# Blacksad anyone?



## TransformerRobot (Apr 18, 2014)

Recently I got into a nice little graphic novel about one John Blacksad. 







I am now madly in love with the series and anxiously await the release of another Blacksad book.

The stories were so good at sucking in the reader that I had trouble putting the book down to go to sleep. It takes the usually perceived cute and cuddliness of anthro animal comics and blows off it's head. Ironically, series artist Juanjo Guarnido, is a former Disney animator (he was Sabor's lead animator in Tarzan), so it's probably the closest thing we'll get to a Disney animated movie with an R-rating (there is occasional sex, lots of cussing and a good amount of blood).

So, anyone else here into Blacksad? If not, highly recommend you check out at least the first book.

If you have copies of the series at home, DO NOT LET YOUR KIDS READ IT. XD


----------



## Taralack (Apr 19, 2014)

I've been wanting to pick this up for a long time (before it was available in English, it only had a printed version in French). It's always sold out on Amazon and Book Depository.


----------



## Batty Krueger (Apr 19, 2014)

Maaaaaaaaayyyyyyybbbeeeeeeeeee


----------



## DeCatt (Apr 19, 2014)

This book looks sexy. I want it.


----------



## Taralack (Apr 19, 2014)

Dammit batty, now you reminded me that I also need to get Across Thin Ice. :T


----------



## TransformerRobot (Apr 19, 2014)

Ever since I've gotten through the first book, and because I'm an animation student, I've been wanting to turn Blacksad into an animated movie.

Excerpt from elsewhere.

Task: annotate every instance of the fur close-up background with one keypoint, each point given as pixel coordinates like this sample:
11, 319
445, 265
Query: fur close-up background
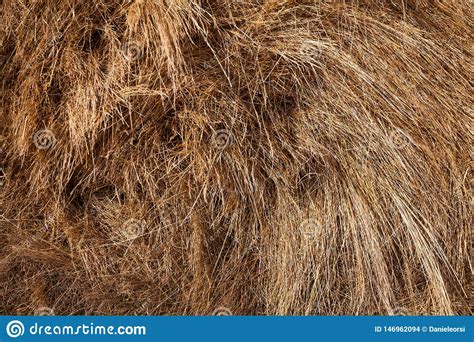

The problem is, how? The first book is around 180 pages, but that's the total of the first 3 albums combined into one book. Would I have to maybe make it a sort of anthology film like Fantasia?

I think maybe it would work out like that. All I'd have to do is just have the ending of each book subtly fade into the beginning of the next one.

EX: After the case is closed in the end of Somewhere Within the Shadows, Blacksad goes home to see a news story about the race-related lynchings at the start of Arctic Nation.


----------



## Batty Krueger (Apr 19, 2014)

Taralack said:


> Dammit batty, now you reminded me that I also need to get Across Thin Ice. :T


Yes, yes you do. I cannot wait till book 2, ive read book 1 around 9 or 10 times already.


----------



## RedLeFrench (Apr 20, 2014)

Read all 5 books and unfortunately I find it to kinda decline in quality. Arctic Nation and Âme Rouge (roughly translated by Red Soul) are the best ones, but L'Enfer, le Silence (Hell, the silence) really  didn't gel with most fans, and that is probably because the plot isn't as clear as the other ones (and no Weekly, boo). Still, pretty colours and art. The last one that came out a few months ago is cool, but the plot is all over the place, with no real climax or anything going on until the second half (then again, it also has my favorite non-central character in it, so it's cool). Overall, I quite like the series, so much so I bought the two "making of" books that came out here !


----------



## Gryphoneer (Apr 20, 2014)

RedLeFrench said:


> Read all 5 books and unfortunately I find it to kinda decline in quality. Arctic Nation and ï¿½me Rouge (roughly translated by Red Soul) are the best ones, but L'Enfer, le Silence (Hell, the silence) really  didn't gel with most fans, and that is probably because the plot isn't as clear as the other ones (and no Weekly, boo). Still, pretty colours and art. The last one that came out a few months ago is cool, but the plot is all over the place, with no real climax or anything going on until the second half (then again, it also has my favorite non-central character in it, so it's cool). Overall, I quite like the series, so much so I bought the two "making of" books that came out here !


Amarillo's story goes places what with being an homage to road movies, but it nonetheless gels better than that of its predecessor (not only because he doesn't get out of a critical moment purely via deus ex machina). And it gives Guarnido an excuse to show off more of his gorgeous landscapes and locales.

I don't expect the writing to become tighter, however. The elements introduced in tome 5 are too important to John's life to be ignored and it's probable they will come up in future installments since they didn't play a role here. That and the fact the book started out in New Orleans as a direct sequel to 4 suggests they aim for an increase in continuity, so we may see Blacksad pursued by that guy's goons whose car he totaled. Hopefully the series doesn't become mired in continuity porn like so many other comics before.


----------



## pdonz (Apr 24, 2014)

Haven't read Amarillo yet, but tomes 1-3 are basically my single biggest influence in how I draw, pace, and compose comics pages. Guarnido is a GENIUS with color scripting. 

I agree that L'Enfer, le Silence isn't as smooth a ride, but we do get a little character development with Weekly in it, don't forget!


----------



## TransformerRobot (Apr 26, 2014)

Yeah, I really like Weekly. When I was thinking about who would provide his voice in a show or movie I was thinking Billy West.


----------



## rjbartrop (Apr 30, 2014)

I have the first book, and enjoyed it very much.  It inspired my own attempts at noir anthros.   Seeing how much has to be cut out and rearranged when you try to turn a text novel into a movie,  I think a graphic novel like Blacksad is just about the right length for a film.


----------



## Shouden (May 1, 2014)

Blacksad Episode 5: Amarillo will be released in English on October 21st! I've got the first 4. Definitely be getting this!


----------



## RedLeFrench (May 1, 2014)

Heheh, for once we have cool stuff first ♪


----------



## Batty Krueger (May 1, 2014)

TransformerRobot said:


> Yeah, I really like Weekly. When I was thinking about who would provide his voice in a show or movie I was thinking Billy West.


West is the kittys tittys


----------